As additional debt has been drawn down we have put in place further hedges in
order to maintain our position of being between 50% and 100% hedged on our
interest rate exposure. At 31 December 2007 the proportion of our debt hedged
was slightly below target at 46%. Since then we have taken advantage of improved
market pricing and obtained £100m of swaps at an average price of 4.975% and
£50m of caps at an average price of 5.625%, both with maturities of 5 years.

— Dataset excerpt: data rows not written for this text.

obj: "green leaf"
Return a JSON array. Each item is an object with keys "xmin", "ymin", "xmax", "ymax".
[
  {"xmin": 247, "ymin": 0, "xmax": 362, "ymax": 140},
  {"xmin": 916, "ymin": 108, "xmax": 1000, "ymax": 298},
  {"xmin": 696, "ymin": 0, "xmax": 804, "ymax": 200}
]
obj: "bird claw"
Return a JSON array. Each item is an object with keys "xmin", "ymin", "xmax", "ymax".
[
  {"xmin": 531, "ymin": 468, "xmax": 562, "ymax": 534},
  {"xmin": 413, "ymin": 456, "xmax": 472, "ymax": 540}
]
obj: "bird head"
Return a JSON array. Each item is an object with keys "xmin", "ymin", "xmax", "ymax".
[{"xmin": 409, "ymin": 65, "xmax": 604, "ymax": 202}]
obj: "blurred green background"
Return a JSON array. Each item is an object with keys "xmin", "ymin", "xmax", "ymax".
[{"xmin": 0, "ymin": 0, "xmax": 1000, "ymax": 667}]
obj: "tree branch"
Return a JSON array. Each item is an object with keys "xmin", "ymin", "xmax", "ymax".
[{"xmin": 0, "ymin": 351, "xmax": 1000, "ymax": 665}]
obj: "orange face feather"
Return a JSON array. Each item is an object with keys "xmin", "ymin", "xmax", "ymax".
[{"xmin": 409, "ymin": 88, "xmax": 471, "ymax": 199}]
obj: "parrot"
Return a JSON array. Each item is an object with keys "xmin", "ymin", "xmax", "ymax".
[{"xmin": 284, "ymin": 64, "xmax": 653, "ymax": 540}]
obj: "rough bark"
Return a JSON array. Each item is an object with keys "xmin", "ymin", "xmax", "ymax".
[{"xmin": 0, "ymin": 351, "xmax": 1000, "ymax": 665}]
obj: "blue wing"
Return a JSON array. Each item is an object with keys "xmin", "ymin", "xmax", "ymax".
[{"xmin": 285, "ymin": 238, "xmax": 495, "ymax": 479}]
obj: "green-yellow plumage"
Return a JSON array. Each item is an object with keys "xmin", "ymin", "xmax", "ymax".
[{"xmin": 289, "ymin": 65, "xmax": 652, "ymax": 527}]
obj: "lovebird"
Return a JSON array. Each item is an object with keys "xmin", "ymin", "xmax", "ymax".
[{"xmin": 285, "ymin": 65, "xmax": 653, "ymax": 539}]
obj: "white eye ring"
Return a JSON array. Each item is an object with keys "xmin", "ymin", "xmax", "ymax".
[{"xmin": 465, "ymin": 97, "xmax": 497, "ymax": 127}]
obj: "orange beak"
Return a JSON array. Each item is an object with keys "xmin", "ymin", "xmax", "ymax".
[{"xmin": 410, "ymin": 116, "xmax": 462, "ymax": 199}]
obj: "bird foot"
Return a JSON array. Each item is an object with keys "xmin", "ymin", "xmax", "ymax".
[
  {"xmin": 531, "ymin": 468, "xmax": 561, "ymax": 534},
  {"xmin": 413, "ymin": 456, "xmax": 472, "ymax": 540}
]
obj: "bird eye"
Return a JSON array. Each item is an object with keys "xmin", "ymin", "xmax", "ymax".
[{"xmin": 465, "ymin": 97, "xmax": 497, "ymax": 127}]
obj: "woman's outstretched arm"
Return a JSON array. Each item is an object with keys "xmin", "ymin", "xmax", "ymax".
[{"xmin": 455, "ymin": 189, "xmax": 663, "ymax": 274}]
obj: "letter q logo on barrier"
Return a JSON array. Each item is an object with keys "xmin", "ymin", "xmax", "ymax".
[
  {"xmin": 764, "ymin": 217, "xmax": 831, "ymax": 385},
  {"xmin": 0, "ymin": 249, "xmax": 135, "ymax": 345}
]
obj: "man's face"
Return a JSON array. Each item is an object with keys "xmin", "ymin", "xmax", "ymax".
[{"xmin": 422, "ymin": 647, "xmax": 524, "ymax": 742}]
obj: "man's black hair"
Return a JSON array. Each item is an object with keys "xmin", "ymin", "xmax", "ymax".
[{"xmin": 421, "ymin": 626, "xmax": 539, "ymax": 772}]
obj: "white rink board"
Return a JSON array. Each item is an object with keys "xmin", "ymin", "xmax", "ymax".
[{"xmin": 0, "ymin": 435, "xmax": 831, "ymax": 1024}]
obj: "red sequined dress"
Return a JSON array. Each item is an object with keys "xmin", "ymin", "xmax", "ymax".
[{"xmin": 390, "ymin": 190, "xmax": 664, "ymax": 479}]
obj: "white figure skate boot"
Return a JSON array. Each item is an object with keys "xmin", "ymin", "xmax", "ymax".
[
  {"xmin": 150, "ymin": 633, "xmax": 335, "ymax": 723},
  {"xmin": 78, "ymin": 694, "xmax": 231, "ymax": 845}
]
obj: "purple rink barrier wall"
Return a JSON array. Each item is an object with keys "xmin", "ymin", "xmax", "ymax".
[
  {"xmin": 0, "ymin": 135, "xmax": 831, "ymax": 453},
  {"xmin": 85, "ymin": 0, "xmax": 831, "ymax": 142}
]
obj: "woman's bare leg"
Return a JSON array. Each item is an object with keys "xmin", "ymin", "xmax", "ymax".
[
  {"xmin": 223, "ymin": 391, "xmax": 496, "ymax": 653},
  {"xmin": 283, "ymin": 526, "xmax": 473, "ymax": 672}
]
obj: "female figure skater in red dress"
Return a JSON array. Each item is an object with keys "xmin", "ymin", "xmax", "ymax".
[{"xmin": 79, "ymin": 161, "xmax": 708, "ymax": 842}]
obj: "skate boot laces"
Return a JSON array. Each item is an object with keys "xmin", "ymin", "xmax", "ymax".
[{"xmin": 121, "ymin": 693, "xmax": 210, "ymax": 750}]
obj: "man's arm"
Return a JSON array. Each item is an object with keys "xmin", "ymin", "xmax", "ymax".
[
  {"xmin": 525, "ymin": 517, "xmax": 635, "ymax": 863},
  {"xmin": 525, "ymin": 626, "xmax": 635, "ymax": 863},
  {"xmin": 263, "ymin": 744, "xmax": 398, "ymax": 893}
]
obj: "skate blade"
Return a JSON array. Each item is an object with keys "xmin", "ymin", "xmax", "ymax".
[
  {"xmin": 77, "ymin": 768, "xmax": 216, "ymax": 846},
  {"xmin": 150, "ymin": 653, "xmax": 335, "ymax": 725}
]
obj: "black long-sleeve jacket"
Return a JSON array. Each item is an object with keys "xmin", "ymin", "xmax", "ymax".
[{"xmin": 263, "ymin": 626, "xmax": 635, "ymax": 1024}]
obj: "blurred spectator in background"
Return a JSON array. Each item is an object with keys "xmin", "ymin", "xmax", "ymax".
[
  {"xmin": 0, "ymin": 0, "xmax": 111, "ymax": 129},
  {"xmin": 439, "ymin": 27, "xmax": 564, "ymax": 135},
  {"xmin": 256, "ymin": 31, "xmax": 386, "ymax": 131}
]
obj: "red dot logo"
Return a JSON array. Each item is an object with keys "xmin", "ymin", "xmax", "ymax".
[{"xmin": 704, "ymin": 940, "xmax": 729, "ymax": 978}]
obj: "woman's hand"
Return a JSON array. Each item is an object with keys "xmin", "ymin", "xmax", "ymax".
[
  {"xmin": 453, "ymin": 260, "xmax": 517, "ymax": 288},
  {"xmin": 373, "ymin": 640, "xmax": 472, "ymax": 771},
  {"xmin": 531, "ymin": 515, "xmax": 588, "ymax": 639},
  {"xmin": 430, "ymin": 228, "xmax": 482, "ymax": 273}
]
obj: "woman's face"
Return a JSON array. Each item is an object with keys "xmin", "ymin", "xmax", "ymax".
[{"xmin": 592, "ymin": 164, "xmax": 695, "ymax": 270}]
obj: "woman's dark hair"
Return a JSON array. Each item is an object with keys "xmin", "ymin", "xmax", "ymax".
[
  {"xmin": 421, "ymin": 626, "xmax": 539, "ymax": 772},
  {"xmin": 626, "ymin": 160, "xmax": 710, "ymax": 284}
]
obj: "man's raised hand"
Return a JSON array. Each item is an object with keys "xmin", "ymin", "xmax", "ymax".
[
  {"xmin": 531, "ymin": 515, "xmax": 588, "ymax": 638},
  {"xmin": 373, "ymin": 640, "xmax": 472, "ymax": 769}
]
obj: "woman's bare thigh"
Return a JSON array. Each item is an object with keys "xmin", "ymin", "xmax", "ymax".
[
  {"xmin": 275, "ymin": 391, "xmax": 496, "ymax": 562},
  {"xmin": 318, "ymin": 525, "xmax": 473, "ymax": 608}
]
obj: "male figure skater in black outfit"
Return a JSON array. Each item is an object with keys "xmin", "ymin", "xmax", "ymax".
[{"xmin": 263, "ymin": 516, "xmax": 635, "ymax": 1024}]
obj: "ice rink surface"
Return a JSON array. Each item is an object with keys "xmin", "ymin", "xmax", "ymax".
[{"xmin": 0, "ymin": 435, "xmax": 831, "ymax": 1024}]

At 31 December 2007 the market value of our interest rate hedges was £0.9m (30
September 2007: £1.6m) and the average cost of our debt 7.4% (30 September 2007:
7.2%).
Forward Looking Statements
This document may contain certain 'forward looking statements. By their nature
forward-looking statements involve risk and uncertainty because they relate to
future events and circumstances. Actual outcomes and results may differ
materially from any outcomes of results expressed or implied by such
forward-looking statements.
Any forward looking statements made by or on behalf of Quintain speak only as at
the date they are made and no representation or warranty is given in relation to
them, including as to their completeness or accuracy or the basis on which they
were prepared. Quintain does not undertake to update forward-looking statements
to reflect any changes in Quintain's expectations with regard thereto or any
changes in events, conditions or circumstances on which any such statement is
based.
Information contained in this document relating to the Company should not be
relied upon as an indicator of future performance.